Factory hits $1.5B valuation to build AI coding for enterprises
The AI coding startup, backed by Khosla and Sequoia, targets enterprise giants like Morgan Stanley.
Factory, a startup building AI agents for enterprise software development, has secured a massive $150 million funding round at a $1.5 billion valuation. The investment, led by Khosla Ventures with participation from Sequoia Capital, Insight Partners, and Blackstone, signals strong investor confidence in the enterprise AI coding market. Founder Matan Grinberg, a former UC Berkeley PhD student, launched the company in 2023 after being convinced to drop out by Sequoia partner Shaun Maguire. The startup's rapid ascent to unicorn status underscores the lucrative potential of AI-assisted coding, which remains the most commercially successful application of generative AI.

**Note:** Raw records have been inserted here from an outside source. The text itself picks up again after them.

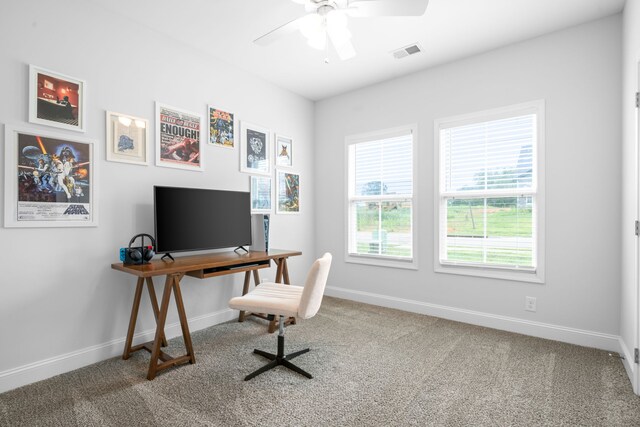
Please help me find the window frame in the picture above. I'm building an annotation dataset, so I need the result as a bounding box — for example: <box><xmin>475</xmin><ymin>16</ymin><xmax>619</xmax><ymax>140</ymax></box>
<box><xmin>343</xmin><ymin>124</ymin><xmax>418</xmax><ymax>270</ymax></box>
<box><xmin>433</xmin><ymin>100</ymin><xmax>545</xmax><ymax>283</ymax></box>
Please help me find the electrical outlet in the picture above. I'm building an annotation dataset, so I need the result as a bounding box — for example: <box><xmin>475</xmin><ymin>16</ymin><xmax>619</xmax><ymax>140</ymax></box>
<box><xmin>524</xmin><ymin>297</ymin><xmax>536</xmax><ymax>311</ymax></box>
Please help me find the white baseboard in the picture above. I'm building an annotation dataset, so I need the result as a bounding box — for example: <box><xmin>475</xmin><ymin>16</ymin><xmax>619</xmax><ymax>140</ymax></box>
<box><xmin>325</xmin><ymin>286</ymin><xmax>621</xmax><ymax>353</ymax></box>
<box><xmin>620</xmin><ymin>337</ymin><xmax>640</xmax><ymax>395</ymax></box>
<box><xmin>0</xmin><ymin>309</ymin><xmax>238</xmax><ymax>393</ymax></box>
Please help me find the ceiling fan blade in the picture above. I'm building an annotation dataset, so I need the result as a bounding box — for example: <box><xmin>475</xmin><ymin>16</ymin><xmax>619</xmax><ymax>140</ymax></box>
<box><xmin>345</xmin><ymin>0</ymin><xmax>429</xmax><ymax>17</ymax></box>
<box><xmin>253</xmin><ymin>15</ymin><xmax>307</xmax><ymax>46</ymax></box>
<box><xmin>328</xmin><ymin>31</ymin><xmax>356</xmax><ymax>61</ymax></box>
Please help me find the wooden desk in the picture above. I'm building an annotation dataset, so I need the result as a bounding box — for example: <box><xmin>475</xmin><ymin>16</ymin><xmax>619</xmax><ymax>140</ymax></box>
<box><xmin>111</xmin><ymin>249</ymin><xmax>302</xmax><ymax>380</ymax></box>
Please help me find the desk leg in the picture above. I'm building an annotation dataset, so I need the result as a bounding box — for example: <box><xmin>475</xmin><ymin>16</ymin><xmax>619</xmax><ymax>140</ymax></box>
<box><xmin>144</xmin><ymin>273</ymin><xmax>196</xmax><ymax>380</ymax></box>
<box><xmin>282</xmin><ymin>258</ymin><xmax>291</xmax><ymax>285</ymax></box>
<box><xmin>238</xmin><ymin>271</ymin><xmax>251</xmax><ymax>322</ymax></box>
<box><xmin>122</xmin><ymin>277</ymin><xmax>144</xmax><ymax>360</ymax></box>
<box><xmin>147</xmin><ymin>277</ymin><xmax>168</xmax><ymax>347</ymax></box>
<box><xmin>147</xmin><ymin>275</ymin><xmax>174</xmax><ymax>380</ymax></box>
<box><xmin>173</xmin><ymin>274</ymin><xmax>196</xmax><ymax>364</ymax></box>
<box><xmin>275</xmin><ymin>258</ymin><xmax>286</xmax><ymax>283</ymax></box>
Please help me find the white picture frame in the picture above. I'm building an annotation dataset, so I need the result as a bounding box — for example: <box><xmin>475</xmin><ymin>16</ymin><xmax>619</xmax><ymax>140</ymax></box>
<box><xmin>250</xmin><ymin>176</ymin><xmax>273</xmax><ymax>214</ymax></box>
<box><xmin>273</xmin><ymin>134</ymin><xmax>293</xmax><ymax>168</ymax></box>
<box><xmin>105</xmin><ymin>111</ymin><xmax>149</xmax><ymax>166</ymax></box>
<box><xmin>240</xmin><ymin>121</ymin><xmax>271</xmax><ymax>175</ymax></box>
<box><xmin>4</xmin><ymin>126</ymin><xmax>98</xmax><ymax>228</ymax></box>
<box><xmin>29</xmin><ymin>65</ymin><xmax>87</xmax><ymax>132</ymax></box>
<box><xmin>207</xmin><ymin>105</ymin><xmax>237</xmax><ymax>150</ymax></box>
<box><xmin>155</xmin><ymin>102</ymin><xmax>204</xmax><ymax>172</ymax></box>
<box><xmin>275</xmin><ymin>169</ymin><xmax>301</xmax><ymax>215</ymax></box>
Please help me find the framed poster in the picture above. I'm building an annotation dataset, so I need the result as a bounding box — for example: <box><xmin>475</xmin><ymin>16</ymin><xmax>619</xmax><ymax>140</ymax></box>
<box><xmin>276</xmin><ymin>170</ymin><xmax>300</xmax><ymax>214</ymax></box>
<box><xmin>240</xmin><ymin>122</ymin><xmax>271</xmax><ymax>175</ymax></box>
<box><xmin>29</xmin><ymin>65</ymin><xmax>86</xmax><ymax>132</ymax></box>
<box><xmin>156</xmin><ymin>102</ymin><xmax>203</xmax><ymax>171</ymax></box>
<box><xmin>251</xmin><ymin>176</ymin><xmax>271</xmax><ymax>214</ymax></box>
<box><xmin>4</xmin><ymin>126</ymin><xmax>98</xmax><ymax>227</ymax></box>
<box><xmin>106</xmin><ymin>111</ymin><xmax>149</xmax><ymax>166</ymax></box>
<box><xmin>208</xmin><ymin>105</ymin><xmax>235</xmax><ymax>148</ymax></box>
<box><xmin>275</xmin><ymin>135</ymin><xmax>293</xmax><ymax>167</ymax></box>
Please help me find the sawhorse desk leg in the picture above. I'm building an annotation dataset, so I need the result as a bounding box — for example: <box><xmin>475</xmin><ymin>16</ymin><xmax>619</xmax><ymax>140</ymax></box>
<box><xmin>238</xmin><ymin>270</ymin><xmax>260</xmax><ymax>322</ymax></box>
<box><xmin>122</xmin><ymin>273</ymin><xmax>196</xmax><ymax>380</ymax></box>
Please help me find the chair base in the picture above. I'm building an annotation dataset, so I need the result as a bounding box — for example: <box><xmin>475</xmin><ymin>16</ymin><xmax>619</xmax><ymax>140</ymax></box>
<box><xmin>244</xmin><ymin>335</ymin><xmax>313</xmax><ymax>381</ymax></box>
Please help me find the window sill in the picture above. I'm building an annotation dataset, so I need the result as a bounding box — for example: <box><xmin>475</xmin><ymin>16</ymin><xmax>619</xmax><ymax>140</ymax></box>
<box><xmin>434</xmin><ymin>263</ymin><xmax>544</xmax><ymax>284</ymax></box>
<box><xmin>344</xmin><ymin>254</ymin><xmax>418</xmax><ymax>270</ymax></box>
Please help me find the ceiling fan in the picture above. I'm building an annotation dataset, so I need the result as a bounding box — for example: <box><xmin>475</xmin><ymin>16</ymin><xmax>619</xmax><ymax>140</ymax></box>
<box><xmin>253</xmin><ymin>0</ymin><xmax>429</xmax><ymax>62</ymax></box>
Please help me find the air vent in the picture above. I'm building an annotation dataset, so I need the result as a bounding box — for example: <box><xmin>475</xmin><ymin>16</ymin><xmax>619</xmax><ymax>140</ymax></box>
<box><xmin>391</xmin><ymin>43</ymin><xmax>422</xmax><ymax>59</ymax></box>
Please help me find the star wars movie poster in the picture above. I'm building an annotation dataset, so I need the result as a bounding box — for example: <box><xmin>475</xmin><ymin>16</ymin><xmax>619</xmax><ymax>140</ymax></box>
<box><xmin>209</xmin><ymin>107</ymin><xmax>235</xmax><ymax>148</ymax></box>
<box><xmin>158</xmin><ymin>106</ymin><xmax>202</xmax><ymax>170</ymax></box>
<box><xmin>17</xmin><ymin>133</ymin><xmax>93</xmax><ymax>222</ymax></box>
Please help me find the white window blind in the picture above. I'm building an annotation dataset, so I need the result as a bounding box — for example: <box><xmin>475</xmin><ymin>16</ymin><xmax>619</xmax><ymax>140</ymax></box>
<box><xmin>348</xmin><ymin>130</ymin><xmax>413</xmax><ymax>260</ymax></box>
<box><xmin>439</xmin><ymin>113</ymin><xmax>537</xmax><ymax>271</ymax></box>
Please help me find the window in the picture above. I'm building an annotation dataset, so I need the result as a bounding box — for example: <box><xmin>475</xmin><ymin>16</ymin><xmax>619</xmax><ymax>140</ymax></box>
<box><xmin>435</xmin><ymin>101</ymin><xmax>544</xmax><ymax>282</ymax></box>
<box><xmin>347</xmin><ymin>127</ymin><xmax>416</xmax><ymax>268</ymax></box>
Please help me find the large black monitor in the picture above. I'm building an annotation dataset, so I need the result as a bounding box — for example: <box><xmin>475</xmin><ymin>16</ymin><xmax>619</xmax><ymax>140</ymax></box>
<box><xmin>153</xmin><ymin>186</ymin><xmax>251</xmax><ymax>253</ymax></box>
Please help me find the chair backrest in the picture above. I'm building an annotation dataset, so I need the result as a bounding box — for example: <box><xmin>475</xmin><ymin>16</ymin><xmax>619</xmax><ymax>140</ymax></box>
<box><xmin>298</xmin><ymin>252</ymin><xmax>331</xmax><ymax>319</ymax></box>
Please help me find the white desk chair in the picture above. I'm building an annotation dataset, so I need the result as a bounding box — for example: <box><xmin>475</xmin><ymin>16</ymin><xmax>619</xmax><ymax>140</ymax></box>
<box><xmin>229</xmin><ymin>252</ymin><xmax>331</xmax><ymax>381</ymax></box>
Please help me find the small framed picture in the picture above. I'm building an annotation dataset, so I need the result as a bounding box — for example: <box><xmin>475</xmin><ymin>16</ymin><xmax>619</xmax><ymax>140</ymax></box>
<box><xmin>29</xmin><ymin>65</ymin><xmax>86</xmax><ymax>132</ymax></box>
<box><xmin>276</xmin><ymin>170</ymin><xmax>300</xmax><ymax>214</ymax></box>
<box><xmin>4</xmin><ymin>126</ymin><xmax>98</xmax><ymax>227</ymax></box>
<box><xmin>156</xmin><ymin>102</ymin><xmax>203</xmax><ymax>172</ymax></box>
<box><xmin>208</xmin><ymin>105</ymin><xmax>236</xmax><ymax>148</ymax></box>
<box><xmin>240</xmin><ymin>122</ymin><xmax>271</xmax><ymax>175</ymax></box>
<box><xmin>251</xmin><ymin>176</ymin><xmax>272</xmax><ymax>214</ymax></box>
<box><xmin>275</xmin><ymin>135</ymin><xmax>293</xmax><ymax>168</ymax></box>
<box><xmin>106</xmin><ymin>111</ymin><xmax>149</xmax><ymax>166</ymax></box>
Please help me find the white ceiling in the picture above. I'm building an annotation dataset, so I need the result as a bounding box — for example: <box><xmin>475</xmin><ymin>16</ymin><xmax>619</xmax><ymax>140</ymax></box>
<box><xmin>93</xmin><ymin>0</ymin><xmax>625</xmax><ymax>100</ymax></box>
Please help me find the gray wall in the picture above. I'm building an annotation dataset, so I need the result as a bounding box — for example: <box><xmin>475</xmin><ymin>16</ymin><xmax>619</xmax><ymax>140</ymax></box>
<box><xmin>0</xmin><ymin>0</ymin><xmax>315</xmax><ymax>391</ymax></box>
<box><xmin>315</xmin><ymin>15</ymin><xmax>621</xmax><ymax>349</ymax></box>
<box><xmin>620</xmin><ymin>0</ymin><xmax>640</xmax><ymax>393</ymax></box>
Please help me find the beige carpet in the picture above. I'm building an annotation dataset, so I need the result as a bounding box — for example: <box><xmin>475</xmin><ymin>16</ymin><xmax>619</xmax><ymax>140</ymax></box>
<box><xmin>0</xmin><ymin>297</ymin><xmax>640</xmax><ymax>427</ymax></box>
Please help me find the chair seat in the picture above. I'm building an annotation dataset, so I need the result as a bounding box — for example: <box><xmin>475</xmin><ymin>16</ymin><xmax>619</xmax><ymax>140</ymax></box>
<box><xmin>229</xmin><ymin>282</ymin><xmax>304</xmax><ymax>317</ymax></box>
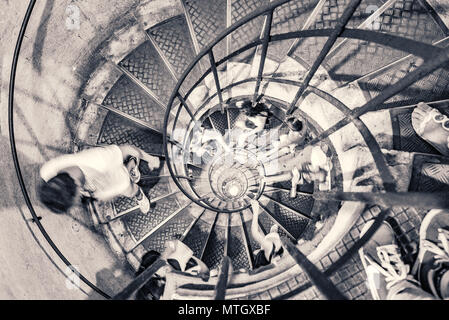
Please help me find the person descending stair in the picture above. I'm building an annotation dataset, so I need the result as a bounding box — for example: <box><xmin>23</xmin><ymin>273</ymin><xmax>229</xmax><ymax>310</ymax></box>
<box><xmin>232</xmin><ymin>100</ymin><xmax>273</xmax><ymax>148</ymax></box>
<box><xmin>136</xmin><ymin>240</ymin><xmax>210</xmax><ymax>300</ymax></box>
<box><xmin>38</xmin><ymin>145</ymin><xmax>160</xmax><ymax>213</ymax></box>
<box><xmin>260</xmin><ymin>116</ymin><xmax>307</xmax><ymax>159</ymax></box>
<box><xmin>264</xmin><ymin>145</ymin><xmax>332</xmax><ymax>198</ymax></box>
<box><xmin>251</xmin><ymin>200</ymin><xmax>284</xmax><ymax>269</ymax></box>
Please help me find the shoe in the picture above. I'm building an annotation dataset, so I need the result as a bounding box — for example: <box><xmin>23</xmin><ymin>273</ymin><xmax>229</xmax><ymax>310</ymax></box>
<box><xmin>413</xmin><ymin>209</ymin><xmax>449</xmax><ymax>299</ymax></box>
<box><xmin>136</xmin><ymin>189</ymin><xmax>150</xmax><ymax>213</ymax></box>
<box><xmin>359</xmin><ymin>220</ymin><xmax>410</xmax><ymax>300</ymax></box>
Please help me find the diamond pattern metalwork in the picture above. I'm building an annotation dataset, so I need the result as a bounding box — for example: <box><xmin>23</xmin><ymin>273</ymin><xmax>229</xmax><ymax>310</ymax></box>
<box><xmin>392</xmin><ymin>110</ymin><xmax>437</xmax><ymax>154</ymax></box>
<box><xmin>203</xmin><ymin>226</ymin><xmax>226</xmax><ymax>270</ymax></box>
<box><xmin>210</xmin><ymin>111</ymin><xmax>228</xmax><ymax>135</ymax></box>
<box><xmin>142</xmin><ymin>214</ymin><xmax>193</xmax><ymax>252</ymax></box>
<box><xmin>228</xmin><ymin>227</ymin><xmax>250</xmax><ymax>270</ymax></box>
<box><xmin>184</xmin><ymin>0</ymin><xmax>226</xmax><ymax>60</ymax></box>
<box><xmin>267</xmin><ymin>197</ymin><xmax>309</xmax><ymax>239</ymax></box>
<box><xmin>123</xmin><ymin>196</ymin><xmax>179</xmax><ymax>241</ymax></box>
<box><xmin>119</xmin><ymin>41</ymin><xmax>176</xmax><ymax>104</ymax></box>
<box><xmin>103</xmin><ymin>75</ymin><xmax>165</xmax><ymax>132</ymax></box>
<box><xmin>231</xmin><ymin>0</ymin><xmax>270</xmax><ymax>58</ymax></box>
<box><xmin>97</xmin><ymin>112</ymin><xmax>163</xmax><ymax>154</ymax></box>
<box><xmin>268</xmin><ymin>0</ymin><xmax>318</xmax><ymax>62</ymax></box>
<box><xmin>147</xmin><ymin>15</ymin><xmax>200</xmax><ymax>88</ymax></box>
<box><xmin>183</xmin><ymin>220</ymin><xmax>216</xmax><ymax>258</ymax></box>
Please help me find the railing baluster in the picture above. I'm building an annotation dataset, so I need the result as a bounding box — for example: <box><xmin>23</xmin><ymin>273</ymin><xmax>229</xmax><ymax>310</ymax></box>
<box><xmin>253</xmin><ymin>10</ymin><xmax>273</xmax><ymax>103</ymax></box>
<box><xmin>214</xmin><ymin>256</ymin><xmax>231</xmax><ymax>300</ymax></box>
<box><xmin>287</xmin><ymin>0</ymin><xmax>361</xmax><ymax>114</ymax></box>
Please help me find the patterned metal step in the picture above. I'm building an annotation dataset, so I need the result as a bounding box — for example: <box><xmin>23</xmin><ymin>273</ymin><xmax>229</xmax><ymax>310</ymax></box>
<box><xmin>147</xmin><ymin>15</ymin><xmax>201</xmax><ymax>90</ymax></box>
<box><xmin>103</xmin><ymin>75</ymin><xmax>165</xmax><ymax>132</ymax></box>
<box><xmin>266</xmin><ymin>195</ymin><xmax>309</xmax><ymax>239</ymax></box>
<box><xmin>390</xmin><ymin>108</ymin><xmax>439</xmax><ymax>154</ymax></box>
<box><xmin>228</xmin><ymin>226</ymin><xmax>251</xmax><ymax>270</ymax></box>
<box><xmin>230</xmin><ymin>0</ymin><xmax>270</xmax><ymax>62</ymax></box>
<box><xmin>183</xmin><ymin>0</ymin><xmax>227</xmax><ymax>61</ymax></box>
<box><xmin>119</xmin><ymin>41</ymin><xmax>176</xmax><ymax>104</ymax></box>
<box><xmin>325</xmin><ymin>0</ymin><xmax>444</xmax><ymax>81</ymax></box>
<box><xmin>203</xmin><ymin>222</ymin><xmax>227</xmax><ymax>270</ymax></box>
<box><xmin>409</xmin><ymin>154</ymin><xmax>449</xmax><ymax>192</ymax></box>
<box><xmin>142</xmin><ymin>209</ymin><xmax>193</xmax><ymax>252</ymax></box>
<box><xmin>268</xmin><ymin>0</ymin><xmax>319</xmax><ymax>62</ymax></box>
<box><xmin>97</xmin><ymin>112</ymin><xmax>163</xmax><ymax>154</ymax></box>
<box><xmin>122</xmin><ymin>196</ymin><xmax>182</xmax><ymax>241</ymax></box>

Factory's key technical differentiator is its platform's ability to dynamically switch between different large language models (LLMs), such as Anthropic's Claude and Chinese AI firm DeepSeek, to generate and review code. This multi-model approach aims to leverage the specific strengths of each AI for different coding tasks. While competitors like Cursor also employ multi-model strategies, Factory is squarely focused on large, complex enterprise engineering teams, with current clients including financial giant Morgan Stanley, consultancy Ernst & Young, and cybersecurity leader Palo Alto Networks. The fresh capital will fuel its battle in a crowded but high-growth sector against established players and well-funded newcomers.
- Raised $150M at a $1.5B valuation in a round led by Khosla Ventures.
- Builds AI coding agents for enterprises, with clients like Morgan Stanley and Palo Alto Networks.
- Key tech differentiator is dynamically switching between LLMs like Claude and DeepSeek.
Why It Matters
Signals massive VC bets on specialized, enterprise-grade AI coding tools beyond consumer-focused assistants, reshaping software development.